KAMADA Ken'ichi wrote:
At Wed, 7 Sep 2005 15:08:29 -0400,
Ken Raeburn <raeburn@xxxxxxx> wrote:
Relatively minor stuff:
- Section 3.6: One case that might be worth mentioning is when the
user's tickets are going to expire at the end of the "hard lifetime
by time" of the SA. In that case, unless there's some other reason
(lifetime by byte count?), there's no purpose in attempting to
rekey, because the new SA will have the same expiration time. (This
sort of applies also in renewable-TGT or PKINIT or keytab cases when
the KDC isn't available to issue a new TGT, but that could be seen
as starting the rekey process and then failing.) In some
environments, it may make sense to prompt the user to re-enter their
password, but until the new tickets are actually acquired (or the
byte count gets high enough), it makes no sense to continue.
Do you assume that the SA lifetime is truncated to the ticket endtime?
Is the lifetime of application session limited to the service ticket
in usual Kerberized applications?
I.e., if I (kerberized-)telnet to a remote host with a service ticket,
what will happen when the ticket expires?
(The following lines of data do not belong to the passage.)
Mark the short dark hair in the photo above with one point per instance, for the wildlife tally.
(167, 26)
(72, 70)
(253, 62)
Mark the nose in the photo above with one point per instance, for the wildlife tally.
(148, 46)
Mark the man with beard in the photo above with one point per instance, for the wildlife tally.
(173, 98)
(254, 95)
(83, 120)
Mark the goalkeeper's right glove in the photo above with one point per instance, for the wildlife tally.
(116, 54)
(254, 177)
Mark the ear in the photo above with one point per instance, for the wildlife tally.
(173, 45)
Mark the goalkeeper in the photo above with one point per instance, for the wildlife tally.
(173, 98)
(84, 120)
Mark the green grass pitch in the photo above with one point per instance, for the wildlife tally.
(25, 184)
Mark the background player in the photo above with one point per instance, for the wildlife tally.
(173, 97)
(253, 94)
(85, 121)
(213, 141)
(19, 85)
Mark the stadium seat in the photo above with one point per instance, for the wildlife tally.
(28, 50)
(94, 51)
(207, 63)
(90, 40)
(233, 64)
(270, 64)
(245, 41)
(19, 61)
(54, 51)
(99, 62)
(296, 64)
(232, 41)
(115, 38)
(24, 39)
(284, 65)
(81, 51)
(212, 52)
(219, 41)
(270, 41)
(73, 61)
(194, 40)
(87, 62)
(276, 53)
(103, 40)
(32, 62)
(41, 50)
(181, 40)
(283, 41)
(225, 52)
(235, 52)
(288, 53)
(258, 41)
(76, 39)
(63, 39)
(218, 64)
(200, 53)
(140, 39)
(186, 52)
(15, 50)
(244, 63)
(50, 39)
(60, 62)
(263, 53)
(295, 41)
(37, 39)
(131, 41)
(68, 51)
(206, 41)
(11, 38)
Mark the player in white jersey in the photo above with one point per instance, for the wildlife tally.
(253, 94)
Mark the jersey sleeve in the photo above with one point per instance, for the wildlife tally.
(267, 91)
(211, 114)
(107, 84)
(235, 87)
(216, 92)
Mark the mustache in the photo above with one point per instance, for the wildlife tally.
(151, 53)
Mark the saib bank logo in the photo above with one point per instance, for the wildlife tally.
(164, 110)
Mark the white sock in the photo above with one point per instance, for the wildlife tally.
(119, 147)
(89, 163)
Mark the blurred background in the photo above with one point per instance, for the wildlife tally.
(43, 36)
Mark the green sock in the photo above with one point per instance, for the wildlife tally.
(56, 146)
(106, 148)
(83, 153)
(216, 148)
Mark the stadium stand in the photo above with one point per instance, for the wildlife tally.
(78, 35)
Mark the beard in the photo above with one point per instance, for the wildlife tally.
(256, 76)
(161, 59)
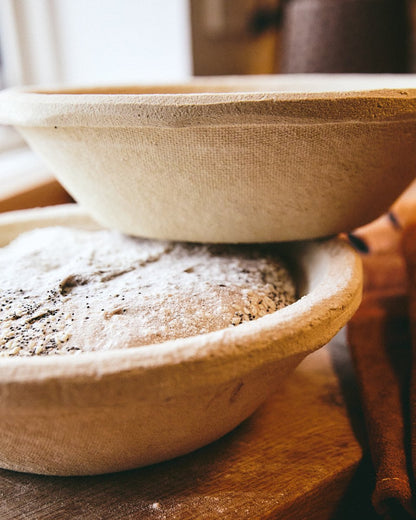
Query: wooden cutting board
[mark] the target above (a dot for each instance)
(295, 458)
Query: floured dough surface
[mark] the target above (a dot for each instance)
(66, 290)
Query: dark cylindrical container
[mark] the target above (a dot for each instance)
(345, 36)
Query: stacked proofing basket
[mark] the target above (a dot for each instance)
(264, 159)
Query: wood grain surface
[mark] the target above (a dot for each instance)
(295, 458)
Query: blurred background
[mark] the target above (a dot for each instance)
(168, 41)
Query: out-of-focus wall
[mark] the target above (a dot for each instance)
(234, 37)
(95, 41)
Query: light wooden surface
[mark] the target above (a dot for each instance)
(295, 458)
(25, 181)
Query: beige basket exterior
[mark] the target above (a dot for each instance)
(232, 160)
(110, 411)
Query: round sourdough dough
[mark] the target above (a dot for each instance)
(66, 290)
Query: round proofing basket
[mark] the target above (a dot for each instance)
(227, 160)
(116, 410)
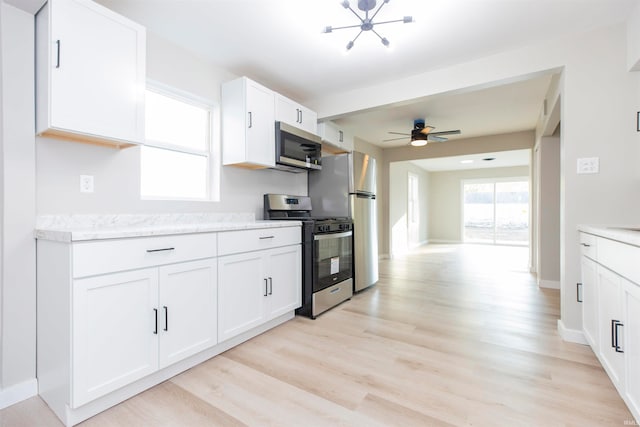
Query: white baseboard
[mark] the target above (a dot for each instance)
(549, 284)
(571, 335)
(18, 393)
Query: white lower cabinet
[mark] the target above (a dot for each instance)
(256, 287)
(117, 316)
(187, 309)
(611, 320)
(113, 342)
(631, 308)
(611, 312)
(589, 298)
(127, 325)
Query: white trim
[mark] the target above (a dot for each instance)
(549, 284)
(18, 393)
(571, 335)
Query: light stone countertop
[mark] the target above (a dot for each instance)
(72, 228)
(619, 233)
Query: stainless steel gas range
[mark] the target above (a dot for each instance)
(327, 252)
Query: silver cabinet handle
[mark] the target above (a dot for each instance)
(160, 250)
(58, 54)
(166, 317)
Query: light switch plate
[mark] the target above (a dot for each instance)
(589, 165)
(86, 183)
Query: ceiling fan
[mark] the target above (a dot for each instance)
(421, 134)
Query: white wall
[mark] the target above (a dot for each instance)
(633, 40)
(548, 270)
(117, 172)
(398, 206)
(445, 199)
(17, 191)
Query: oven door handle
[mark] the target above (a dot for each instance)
(332, 235)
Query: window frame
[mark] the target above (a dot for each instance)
(211, 153)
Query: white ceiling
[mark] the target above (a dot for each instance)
(280, 44)
(502, 109)
(476, 161)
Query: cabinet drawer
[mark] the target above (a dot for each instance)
(588, 245)
(232, 242)
(620, 257)
(106, 256)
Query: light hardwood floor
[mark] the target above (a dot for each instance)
(453, 335)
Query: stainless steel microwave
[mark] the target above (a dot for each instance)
(297, 150)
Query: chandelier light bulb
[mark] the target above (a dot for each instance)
(366, 22)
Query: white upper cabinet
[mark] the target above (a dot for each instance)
(335, 140)
(248, 124)
(90, 74)
(297, 115)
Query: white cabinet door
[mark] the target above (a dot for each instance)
(590, 302)
(260, 125)
(187, 309)
(285, 280)
(248, 124)
(335, 140)
(610, 316)
(91, 73)
(242, 290)
(631, 302)
(114, 332)
(297, 115)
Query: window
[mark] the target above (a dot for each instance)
(176, 160)
(496, 211)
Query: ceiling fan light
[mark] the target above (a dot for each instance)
(425, 130)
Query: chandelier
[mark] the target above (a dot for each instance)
(366, 22)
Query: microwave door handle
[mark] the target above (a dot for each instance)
(332, 235)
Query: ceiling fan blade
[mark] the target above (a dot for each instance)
(447, 132)
(435, 138)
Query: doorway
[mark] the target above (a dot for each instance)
(413, 210)
(496, 211)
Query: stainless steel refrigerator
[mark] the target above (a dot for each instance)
(346, 186)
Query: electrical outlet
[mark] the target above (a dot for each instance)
(589, 165)
(86, 183)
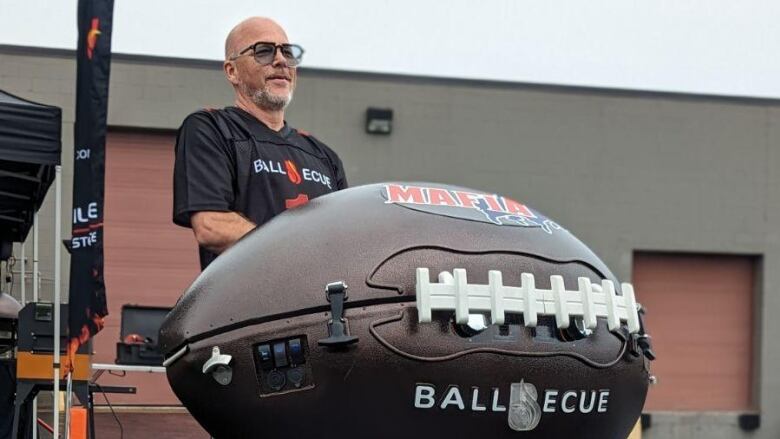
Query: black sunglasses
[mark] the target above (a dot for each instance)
(264, 53)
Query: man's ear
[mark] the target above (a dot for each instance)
(230, 72)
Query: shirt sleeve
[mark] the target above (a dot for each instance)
(341, 177)
(203, 173)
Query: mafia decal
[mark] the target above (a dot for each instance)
(467, 205)
(290, 169)
(524, 408)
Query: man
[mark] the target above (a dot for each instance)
(238, 167)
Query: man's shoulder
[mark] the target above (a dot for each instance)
(308, 136)
(204, 115)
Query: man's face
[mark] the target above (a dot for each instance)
(269, 86)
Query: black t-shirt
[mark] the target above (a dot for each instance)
(228, 161)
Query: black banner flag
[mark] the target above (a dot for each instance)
(87, 293)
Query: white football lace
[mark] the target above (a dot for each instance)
(589, 301)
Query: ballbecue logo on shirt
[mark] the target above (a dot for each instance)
(290, 169)
(292, 172)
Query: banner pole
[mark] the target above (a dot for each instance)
(57, 294)
(23, 269)
(35, 282)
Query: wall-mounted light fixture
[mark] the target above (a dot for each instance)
(379, 120)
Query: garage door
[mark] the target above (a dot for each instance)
(700, 316)
(148, 260)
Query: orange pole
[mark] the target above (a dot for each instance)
(78, 423)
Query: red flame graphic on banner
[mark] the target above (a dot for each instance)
(292, 172)
(92, 37)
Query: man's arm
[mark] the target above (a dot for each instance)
(216, 231)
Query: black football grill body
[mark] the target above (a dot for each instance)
(268, 293)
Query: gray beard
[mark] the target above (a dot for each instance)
(269, 101)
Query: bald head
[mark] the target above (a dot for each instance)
(249, 31)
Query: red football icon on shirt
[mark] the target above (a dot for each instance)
(292, 172)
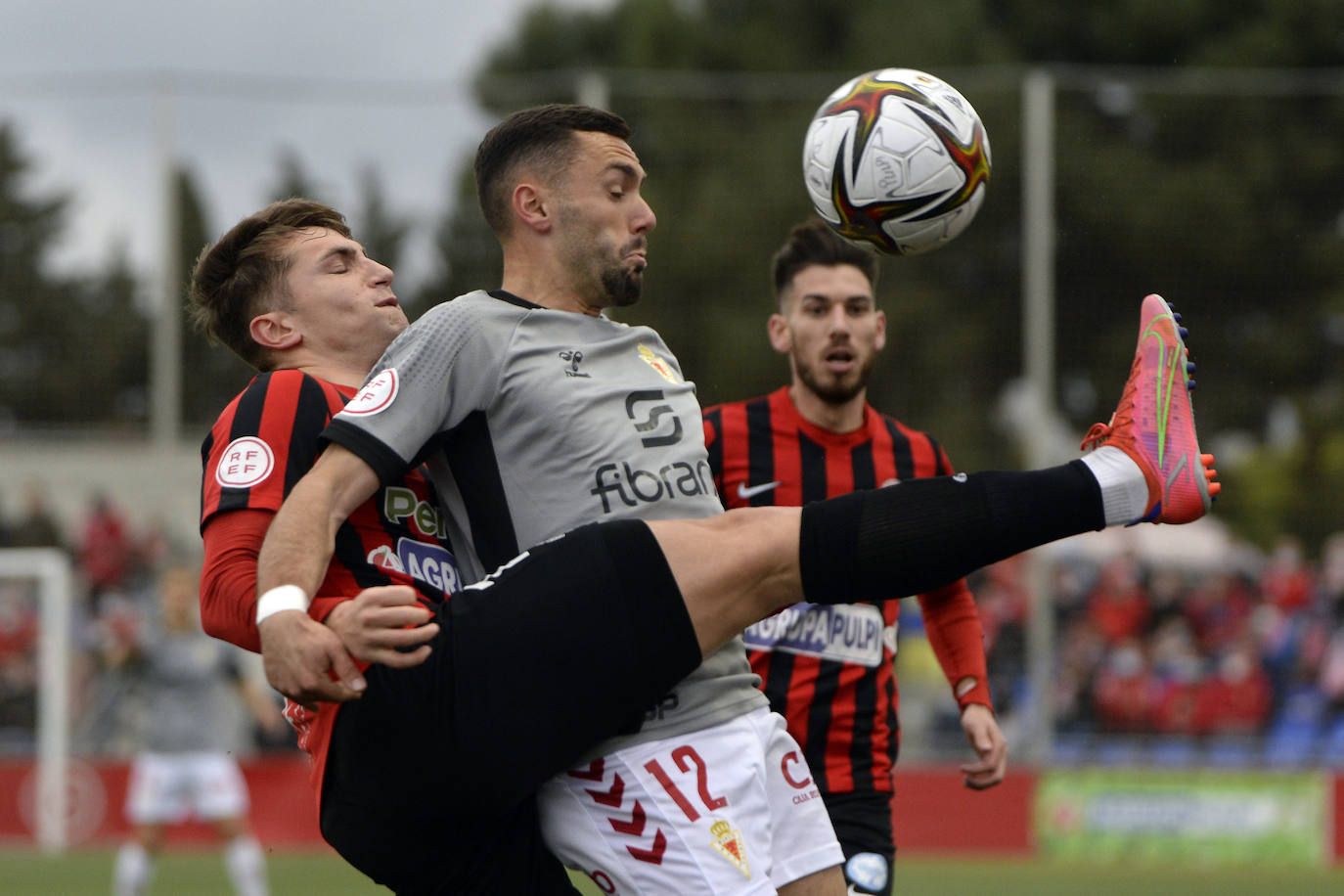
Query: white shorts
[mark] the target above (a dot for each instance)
(165, 788)
(730, 809)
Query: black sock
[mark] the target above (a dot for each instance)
(923, 533)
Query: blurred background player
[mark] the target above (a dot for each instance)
(818, 438)
(184, 769)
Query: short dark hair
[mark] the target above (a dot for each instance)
(541, 136)
(243, 274)
(813, 242)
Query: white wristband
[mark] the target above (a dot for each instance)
(283, 597)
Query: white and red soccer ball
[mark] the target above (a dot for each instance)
(897, 158)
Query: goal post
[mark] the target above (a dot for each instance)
(51, 571)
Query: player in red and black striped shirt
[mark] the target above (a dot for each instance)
(829, 669)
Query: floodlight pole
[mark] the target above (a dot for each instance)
(165, 340)
(1038, 349)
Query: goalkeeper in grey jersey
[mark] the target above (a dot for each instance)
(535, 416)
(562, 645)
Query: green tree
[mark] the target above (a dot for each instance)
(71, 349)
(211, 374)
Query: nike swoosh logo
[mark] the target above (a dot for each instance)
(743, 492)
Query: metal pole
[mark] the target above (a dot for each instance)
(1038, 348)
(165, 347)
(51, 803)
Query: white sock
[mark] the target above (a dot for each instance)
(132, 871)
(246, 867)
(1124, 490)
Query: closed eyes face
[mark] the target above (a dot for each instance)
(340, 298)
(605, 220)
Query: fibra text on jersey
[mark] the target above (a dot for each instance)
(633, 485)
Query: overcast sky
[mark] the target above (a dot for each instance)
(252, 76)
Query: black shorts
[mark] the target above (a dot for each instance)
(430, 776)
(863, 828)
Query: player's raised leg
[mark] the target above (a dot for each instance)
(922, 533)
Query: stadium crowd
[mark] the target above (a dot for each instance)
(1239, 665)
(115, 608)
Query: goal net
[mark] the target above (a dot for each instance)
(35, 659)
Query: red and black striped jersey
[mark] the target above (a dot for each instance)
(254, 454)
(268, 438)
(829, 669)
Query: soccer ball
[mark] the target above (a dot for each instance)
(897, 158)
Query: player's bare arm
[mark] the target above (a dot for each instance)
(300, 654)
(381, 623)
(983, 733)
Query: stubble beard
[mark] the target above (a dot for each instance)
(833, 391)
(621, 287)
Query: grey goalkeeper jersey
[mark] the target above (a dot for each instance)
(534, 422)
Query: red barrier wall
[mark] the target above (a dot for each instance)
(934, 812)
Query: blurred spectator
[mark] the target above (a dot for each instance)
(183, 769)
(1125, 694)
(1219, 610)
(36, 527)
(1118, 606)
(1236, 700)
(1287, 580)
(18, 665)
(105, 550)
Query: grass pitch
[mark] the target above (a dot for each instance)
(87, 872)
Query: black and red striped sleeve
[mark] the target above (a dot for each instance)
(263, 442)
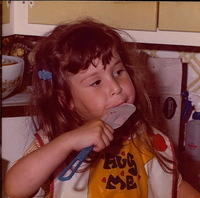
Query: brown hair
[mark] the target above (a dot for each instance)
(70, 48)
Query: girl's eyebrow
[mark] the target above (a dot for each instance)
(96, 73)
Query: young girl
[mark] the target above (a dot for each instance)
(82, 70)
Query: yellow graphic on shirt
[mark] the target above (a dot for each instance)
(120, 176)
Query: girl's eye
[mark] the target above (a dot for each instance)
(96, 83)
(119, 72)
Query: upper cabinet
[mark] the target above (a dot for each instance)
(126, 15)
(179, 16)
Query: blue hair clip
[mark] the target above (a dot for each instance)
(44, 74)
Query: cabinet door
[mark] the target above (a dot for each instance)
(5, 12)
(179, 16)
(126, 15)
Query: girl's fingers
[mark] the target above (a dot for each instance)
(109, 133)
(105, 139)
(109, 127)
Is the telnet session
disconnected?
# I can't find something on this in RFC 4120 or RFC 2942.
Sidenote: at least when Key Exchange payloads are used,
a ticket and an SA will have independent lifetimes.
I think Mr. Raeburn might point that KINK should obtain new ticket
before rekey
if the ticket is going to expire.
I accordingly thought we needed to change the 2nd paragraph in the
section 3.6 to
There are no special semantics for rekeying SAs in KINK. That is, in
order to rekey an existing SA, the initiator must CREATE a new SA
followed by either deleting the old SA with the DELETE flow or
letting it timeout (If the initiator needs a new service ticket
it should obtain it in advance). When identical flow selectors are
available on different SAs, KINK implementations SHOULD choose the SA
most
recently created. It should be noted that KINK avoids most of the
problems of [IKE] rekeying by having a reliable delete mechanism.
But, I found in the section 3
KINK uses Kerberos as the authentication mechanism, therefore a KINK
host needs to get a service ticket for each peer before actual key
negotiations. This is basically a pure Kerberos exchange and the
actual KDC traffic here is for illustrative purposes only. In
practice, when a principal obtains various tickets is a subject of
Kerberos and local policy consideration.
I think when and how getting a servcice ticket is a local matter and
it does not cause interoperability issues so that we don't need the change.